Charles Olson 1910–1970
(Full name Charles John Olson) American poet and essayist.
Olson was a major figure in the Black Mountain school of Post-modernist American poetry. Beginning his career as a poet in middle age, he developed considerable influence as a lecturer at Black Mountain College in North Carolina, as well as through his poems and essays on literary theory. Deeply influenced by Ezra Pound and William Carlos Williams, he attempted to carry on their innovations while discovering his own radically new means of expression. Seeking to break from conventional poetics, he tried to make his work spontaneous, reflecting the rhythms of ordinary conversation. He rejected the traditional European-influenced system of symbols, images, and classical allusions in poetry, preferring to express a world view that was multicultural yet specifically rooted in the American of his time.
While growing up in Massachusetts, Olson spent his summers in the fishing village of Gloucester, which would later become the focus of what critics regard as his most important work, the three-volume epic cycle known as The Maximus Poems. An outstanding student, he received his bachelor's and master's degrees from Wesleyan University. By 1939, Olson had completed all requirements for a doctorate at Harvard except for his dissertation, but chose to accept a Guggenheim Fellowship to write a book on Herman Melville, which was eventually published as Call Me Ishmael (1947). After working in the Office of War Information during World War II, he built what seemed to be a promising career with the Democratic National Committee, but abandoned politics in his mid-thirties in order to concentrate on literature. In 1948 he assumed a temporary teaching post at Black Mountain College, and returned in 1951 to serve as a lecturer and as the school's rector. There he became the charismatic leader of what became known as the Black Mountain Poets, a group that included Robert Creeley, Joel Oppenheimer, and Robert Duncan. When Black Mountain College closed in 1956, Olson returned to Gloucester, where, living among fishermen in very modest circumstances, he devoted himself to writing The Maximus Poems.
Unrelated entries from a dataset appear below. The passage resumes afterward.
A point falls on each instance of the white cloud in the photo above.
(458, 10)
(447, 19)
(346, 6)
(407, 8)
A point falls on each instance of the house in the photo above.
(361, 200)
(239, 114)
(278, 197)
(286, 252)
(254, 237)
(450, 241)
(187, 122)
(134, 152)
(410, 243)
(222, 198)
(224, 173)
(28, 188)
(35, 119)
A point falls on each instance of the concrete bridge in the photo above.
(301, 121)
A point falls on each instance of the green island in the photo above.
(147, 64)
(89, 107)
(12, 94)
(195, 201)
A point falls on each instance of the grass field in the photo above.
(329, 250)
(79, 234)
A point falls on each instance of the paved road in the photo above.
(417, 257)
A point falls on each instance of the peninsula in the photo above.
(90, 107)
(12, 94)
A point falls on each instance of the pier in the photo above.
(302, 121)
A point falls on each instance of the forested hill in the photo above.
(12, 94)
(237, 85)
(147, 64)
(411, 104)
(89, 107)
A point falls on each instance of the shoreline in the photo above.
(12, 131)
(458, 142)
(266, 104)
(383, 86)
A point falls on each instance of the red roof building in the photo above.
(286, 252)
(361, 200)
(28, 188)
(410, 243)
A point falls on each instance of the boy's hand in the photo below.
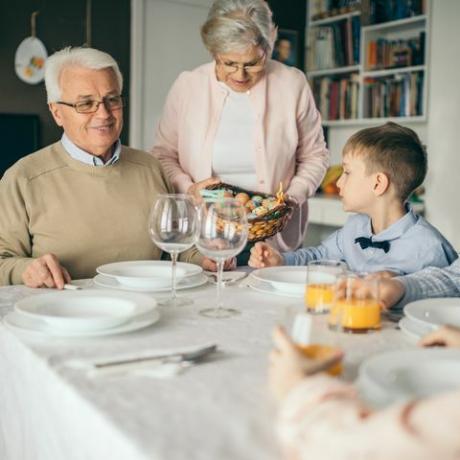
(446, 336)
(263, 255)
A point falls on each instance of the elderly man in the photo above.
(85, 200)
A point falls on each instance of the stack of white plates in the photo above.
(148, 276)
(424, 316)
(285, 281)
(83, 313)
(402, 375)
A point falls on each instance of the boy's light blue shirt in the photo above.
(414, 244)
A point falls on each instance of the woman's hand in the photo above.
(211, 266)
(194, 189)
(289, 366)
(446, 336)
(263, 255)
(46, 271)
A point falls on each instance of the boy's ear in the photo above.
(381, 183)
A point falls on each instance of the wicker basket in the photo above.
(267, 225)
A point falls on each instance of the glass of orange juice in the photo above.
(320, 285)
(356, 307)
(312, 338)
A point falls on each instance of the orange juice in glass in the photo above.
(357, 307)
(320, 284)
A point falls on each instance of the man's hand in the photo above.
(211, 266)
(446, 336)
(46, 271)
(194, 189)
(263, 255)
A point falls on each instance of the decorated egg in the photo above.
(242, 197)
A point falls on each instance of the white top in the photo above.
(233, 155)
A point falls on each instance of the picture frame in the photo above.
(286, 48)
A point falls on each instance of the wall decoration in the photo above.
(30, 56)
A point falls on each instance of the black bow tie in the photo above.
(367, 242)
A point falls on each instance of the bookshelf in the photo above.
(367, 64)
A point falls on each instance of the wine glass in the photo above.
(173, 227)
(223, 234)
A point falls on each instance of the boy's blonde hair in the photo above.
(394, 150)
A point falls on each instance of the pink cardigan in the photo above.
(289, 144)
(322, 418)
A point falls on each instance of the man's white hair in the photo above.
(88, 58)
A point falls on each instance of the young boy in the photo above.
(382, 166)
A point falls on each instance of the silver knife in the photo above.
(193, 355)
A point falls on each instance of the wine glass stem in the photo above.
(174, 264)
(220, 271)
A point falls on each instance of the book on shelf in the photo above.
(387, 54)
(398, 95)
(334, 45)
(379, 11)
(337, 97)
(322, 9)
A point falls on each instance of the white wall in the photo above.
(166, 40)
(442, 198)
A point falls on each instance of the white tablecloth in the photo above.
(217, 410)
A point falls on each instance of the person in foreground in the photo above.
(85, 200)
(244, 118)
(382, 166)
(322, 418)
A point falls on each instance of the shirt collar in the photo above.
(397, 229)
(80, 155)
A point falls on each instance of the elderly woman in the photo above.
(244, 118)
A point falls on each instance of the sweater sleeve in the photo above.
(15, 240)
(312, 156)
(431, 282)
(166, 147)
(324, 418)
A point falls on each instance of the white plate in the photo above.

Olson's literary output was prolific, divided between poetry and prose works that expounded his theories about writing.
His essay "Projective Verse," first published in 1950, became a manifesto for the Post-modernist poetry movement in America. In his lectures and essays Olson argued that poetic language must be spontaneous, expressing what is actually seen and felt, rather than obeying conventional rules of logic and order. In his major poetic works "The Kingfishers" and The Maximus Poems, as well as the shorter poems contained in the collections Y & X (1948), In Cold Hell, In Thicket (1953), and The Distances (1960), Olson demonstrates ideas advocated in his essays on poetics, particularly the rejection of tradition-bound, Eurocentric ways of thinking and a striving towards less artificial, more direct methods of writing and experiencing life. The Maximus cycle is his most ambitious work, intended to follow in the tradition of major twentieth century verse epics such as Pound's Cantos, Williams' Paterson, and Hart Crane's The Bridge. The subject of the poem is Gloucester, both its historic past and present condition, from the point of view of Maximus, a character representing the poet himself. Among the themes treated in the Maximus cycle are the values and heroism of the working people of Gloucester, and how what might have been an idyllic community has been violated by modern American consumer culture.
During his lifetime, Olson inspired admiration within his circle of colleagues and students. He also attracted controversy with his radical challenges to traditional and Modernist literary conventions. Because his seemingly cryptic, often ungrammatical manner of writing can be difficult to read, contemporary reviewers expressed frustration with and skepticism about his methods. As Postmodernism became an established literary movement, critics focused on exploring Olson's characteristic themes and style, often comparing his theoretical writings with his own verse.